Fewer road deaths recorded last year -Ramnarine

First Lady Mrs Sandra Granger hands Christina DeCambra-Forrester, owner of an up-cycling business, Everything Makes Craft, her certificate upon the completion of the seven-week Action Club programme at the Theatre Guild, Parade Street, Georgetown yesterday. The Ministry of the Presidency said the Action Club programme, hosted by ActionCOACH Business Coaching and funded by the Small Business Bureau, gives participants a strong foundation in business with the ultimate goal of developing unique business plans in order to boost the economy. “Mrs. Granger, who has supported entrepreneurial endeavours with her own Self-Reliance and Success in Business workshops, made sure to peruse the various business exhibits, speaking with each business owner about their products or services,” the ministry noted. (Ministry of the Presidency photo)

A total of 115 deaths were recorded in 2017 as a direct result of traffic accidents on the country’s roadways.

This is according to acting Commissioner of Police David Ramnarine, who presented the data during the Guyana Police Force (GPF) year-end review at Police Headquarters, Eve Leary yesterday.

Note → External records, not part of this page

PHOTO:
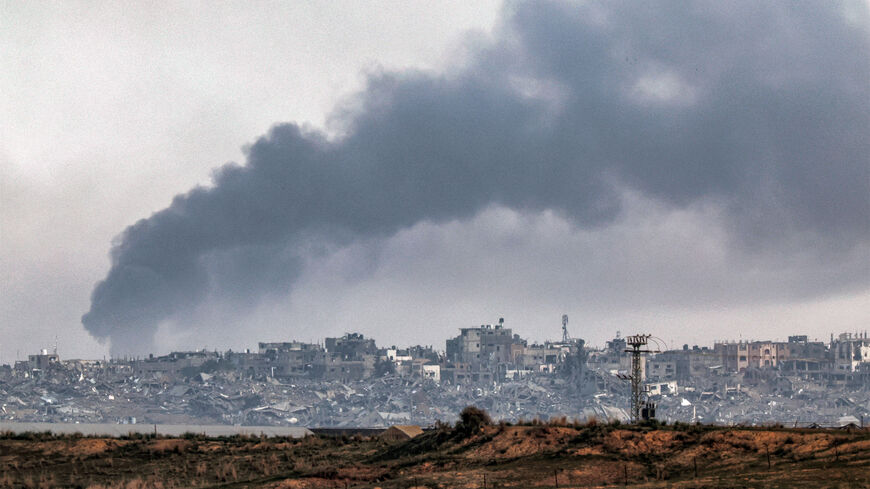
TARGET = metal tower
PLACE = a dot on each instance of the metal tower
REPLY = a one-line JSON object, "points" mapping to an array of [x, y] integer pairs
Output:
{"points": [[565, 337], [637, 342]]}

Alluding to the 2016 launch of “Operation Safeway” in 2016, Ramnarine said there was great need for such a strategy since many were concerned about the growing number of vehicular accidents, particularly since there was a 33% increase in accidents and a 17% increase in deaths at that time.

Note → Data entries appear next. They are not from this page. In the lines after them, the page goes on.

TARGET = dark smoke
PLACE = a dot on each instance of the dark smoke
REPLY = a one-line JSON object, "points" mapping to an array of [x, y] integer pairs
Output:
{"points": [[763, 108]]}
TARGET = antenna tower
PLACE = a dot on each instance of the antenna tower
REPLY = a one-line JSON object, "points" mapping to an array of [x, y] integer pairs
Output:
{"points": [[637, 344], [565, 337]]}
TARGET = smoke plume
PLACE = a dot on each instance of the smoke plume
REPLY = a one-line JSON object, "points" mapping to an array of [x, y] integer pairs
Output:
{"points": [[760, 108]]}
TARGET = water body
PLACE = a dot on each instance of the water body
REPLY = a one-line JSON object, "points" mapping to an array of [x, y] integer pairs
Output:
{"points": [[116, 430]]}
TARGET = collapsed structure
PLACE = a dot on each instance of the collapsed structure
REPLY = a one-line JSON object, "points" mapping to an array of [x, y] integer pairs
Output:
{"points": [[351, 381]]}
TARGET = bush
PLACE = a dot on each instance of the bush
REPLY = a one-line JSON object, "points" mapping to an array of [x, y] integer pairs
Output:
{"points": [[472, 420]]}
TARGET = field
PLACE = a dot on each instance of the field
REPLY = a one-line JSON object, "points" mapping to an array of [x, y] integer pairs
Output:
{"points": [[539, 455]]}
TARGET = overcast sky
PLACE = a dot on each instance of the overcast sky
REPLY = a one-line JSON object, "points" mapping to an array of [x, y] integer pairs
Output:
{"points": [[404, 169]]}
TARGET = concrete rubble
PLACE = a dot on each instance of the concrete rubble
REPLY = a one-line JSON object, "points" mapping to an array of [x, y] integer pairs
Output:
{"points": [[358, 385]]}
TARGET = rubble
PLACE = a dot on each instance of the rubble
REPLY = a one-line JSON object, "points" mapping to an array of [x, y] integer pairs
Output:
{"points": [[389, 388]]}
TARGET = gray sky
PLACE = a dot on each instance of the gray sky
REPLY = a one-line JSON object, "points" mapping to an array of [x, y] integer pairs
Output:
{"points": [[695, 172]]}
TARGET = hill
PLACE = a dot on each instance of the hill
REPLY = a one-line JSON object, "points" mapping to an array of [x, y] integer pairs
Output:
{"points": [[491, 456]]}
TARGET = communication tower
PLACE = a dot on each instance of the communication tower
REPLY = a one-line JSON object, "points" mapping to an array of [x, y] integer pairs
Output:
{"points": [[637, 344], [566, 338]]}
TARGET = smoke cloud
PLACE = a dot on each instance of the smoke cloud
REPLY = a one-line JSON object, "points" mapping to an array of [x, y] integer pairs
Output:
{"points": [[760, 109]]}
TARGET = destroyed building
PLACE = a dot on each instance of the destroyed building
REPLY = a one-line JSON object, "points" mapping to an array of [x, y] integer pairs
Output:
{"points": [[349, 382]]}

Commenting on the figures for 2017, he noted that there were 100 fatal accidents recorded which resulted in 115 deaths; this he said was 17 accidents and 13 deaths fewer than what had been recorded in 2016.

It was also noted that out of the 9,640 drivers who were subjected to random breathalyser tests in 2017, 3,461 were found to be above the legal limit.

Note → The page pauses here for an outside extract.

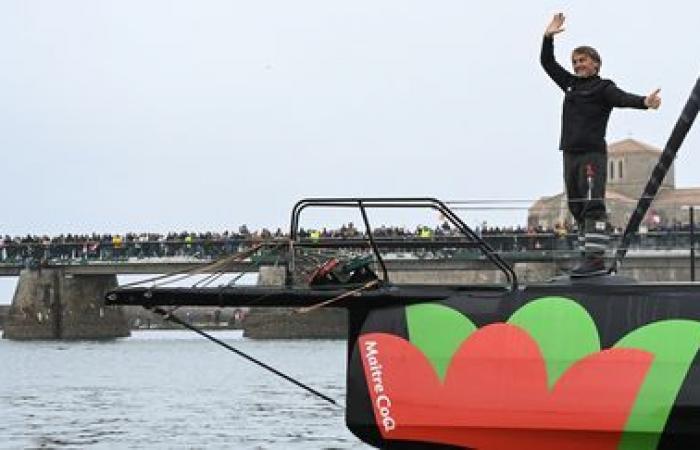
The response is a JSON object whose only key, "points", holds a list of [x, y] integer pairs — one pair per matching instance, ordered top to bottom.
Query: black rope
{"points": [[172, 317]]}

“Our analysis indicates that of the 115 deaths in 2017, 71 or 62% resulted from a combination of speeding, which resulted in 51 accidents; speeding and drunk driving, which accounted for 15 deaths and drunk driving alone, which caused five fatal accidents. Compared to 2016, there were 91 out of 128 deaths which were as a result of speeding, drunk driving and speeding with drunk driving,” Ramnarine explained.

Despite this, the acting Commissioner of Police noted that there is still much more work to be done.

“I maintain that in those 71 deaths in 2017… [are] what I call suicides because suicides is when someone of the age of discretion voluntarily or intentionally kills himself and I will not refrain and I will not retract this description, as rude and as hard as it may come across to be, that is the reality that we must accept,” he added.

Important to note also is that in 2017, 62 private motor cars were recorded to have been involved in fatal accidents against 78 in 2016, with the vulnerable age group remaining the same, that is, the 25 to 33 age group of drivers.

Based on trends reviewed by the GPF’s Traffic Department, the weekend period beginning from 6 pm on Friday evening to 6 am on Monday has been observed to be the most tragic, with 65 deaths or 57% of the 115 accidents in 2017 occurring during that time.

This, Ramnarine said, should not be taken to mean that the Traffic Department has been short on public awareness or enforcement since they have been very active in that area over the last year.

“Now, we have not been short on education. The Guyana Police Force’s Traffic Department has not sold itself short in 2017 when it comes to traffic education and enforcement. Though engineering is generally outside of our rigging, 185 lectures were done last year to schools across this country. Some schools benefitted twice. 29 youth groups across the country and four corporate entities with a total of 336 employees benefited from traffic awareness lectures,” Ramnarine said, before adding that they continue to collaborate with the Ministry of Public Infrastructure, Ministry of Education, City Engineer’s Department, the Guyana Road Safety council and the local chapter of PHAO/WHO in this regard.

Nevertheless, he opined that drivers must be more responsible on the roadways in order to help to keep the accidents and fatalities at bay in 2018.

“What is very disturbing is that we are [a] too carefree and stubborn people regarding the use of our roads because even though we have laws for speeding, drunk driving, use of cell phone while driving, not wearing safety helmets and seat belts, the gross disregard for personal safety and that of others continues… We hope that in this year, that citizens will listen a little bit more and be a little bit more responsible in 2018,” he said.

In addressing concerns of members of the GPF being involved in accidents, Ramnarine explained that there were 23 accidents in 2017 involving this specific group, four of which resulted in fatal accidents.

Additionally, a total of 65 ranks had tint removed from their vehicles as part of the force’s anti-tint campaign.

Aside from that, the Traffic Department of the GPF saw an 83% decrease in accidents involving children on our roads, with the number moving from 12 in 2016 to 2 in 2017.

Ramnarine reiterated that while ‘Operation Safeway’ has seen progress, more needs to be done. This being said, efforts have been made to introduce additional human resources and other resources in the Traffic Department.